We proceeded with the identification of yearly migration extremes on each profile. In Fig. 5, we show four profiles that reflect the distribution of the values within the entire set. Negative values indicate inland retreat, and positive values indicate the advance of the GL towards the ocean. The different colors in the figure represent data derived from the different Sentinel-1 paths.
GL migration identified on selected profiles, represented as distances for individual dates. Green and orange dots indicate the measurements from a particular Sentinel-1 path, No. 37 and No. 49, respectively. Red circles mark the minimum and maximum migration ranges within a year, with the red line illustrating the temporal pattern.

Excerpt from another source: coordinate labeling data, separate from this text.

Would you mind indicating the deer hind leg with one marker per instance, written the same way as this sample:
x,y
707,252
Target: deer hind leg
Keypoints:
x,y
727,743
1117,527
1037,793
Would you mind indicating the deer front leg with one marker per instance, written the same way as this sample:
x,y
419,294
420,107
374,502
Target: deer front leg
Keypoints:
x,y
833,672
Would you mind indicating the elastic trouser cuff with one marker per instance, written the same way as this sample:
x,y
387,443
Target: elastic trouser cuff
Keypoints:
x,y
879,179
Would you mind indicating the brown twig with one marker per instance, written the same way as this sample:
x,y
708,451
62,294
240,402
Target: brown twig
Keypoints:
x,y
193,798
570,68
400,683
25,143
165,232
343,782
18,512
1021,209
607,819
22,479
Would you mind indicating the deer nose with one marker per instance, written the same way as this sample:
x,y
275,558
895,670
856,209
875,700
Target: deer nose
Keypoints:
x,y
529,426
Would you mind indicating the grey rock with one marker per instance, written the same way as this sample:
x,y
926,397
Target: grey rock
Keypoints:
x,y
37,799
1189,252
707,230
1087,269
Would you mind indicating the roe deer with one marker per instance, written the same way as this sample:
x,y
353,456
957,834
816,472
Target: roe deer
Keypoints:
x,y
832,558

The minimum and maximum migration ranges (marked red) can be identified despite the significant noise. As a result, the GZ width can be assessed to range from 1000 to 1500 m. The positions of the migration extremes suggest that they tend to occur in the middle and at the end of the calendar year, confirming the observation in Fig. 4. The red lines connecting the identified extremes illustrate the temporal pattern. While we explored several alternative fitting approaches, the noise in our data obliged us to define the seasonal trend based solely on the maximum and minimum extent of the observed migration. Nevertheless, the lines visually highlight the overall year-to-year changes and how other data points cluster around them. It further supports our conclusion regarding seasonality in the migration.
The next step in our procedure was to identify the migration ranges in the stacked profiles within each zone (A–F), following an approach similar to that used for a single profile. To improve the clarity of the graph (Fig. 6), we excluded the individual data points and presented only the overall annual extreme values identified for each zone. Based on these extrema, we determined the annual GL equilibrium positions (black circles). The date of each point was calculated as the midpoint between the occurrences of the extrema within the given year. The mean GL position and its uncertainty were then derived from the equilibrium points across all zones for that year. The dashed black line connecting the equilibrium positions illustrates the overall year-to-year variability. We also show the mean maximum theoretical migration range (144 m), derived from the HE equation (1).
GL migration extremes for different zones. The colored points and continuous lines indicate annual migration extremes and seasonality for each zone (color-coded similarly to Fig. 3). The black circles present annual average GL positions, with vertical black bars indicating data variance. The shaded blue zone around the value zero shows theoretical maximum ranges of migration derived from the HE equation.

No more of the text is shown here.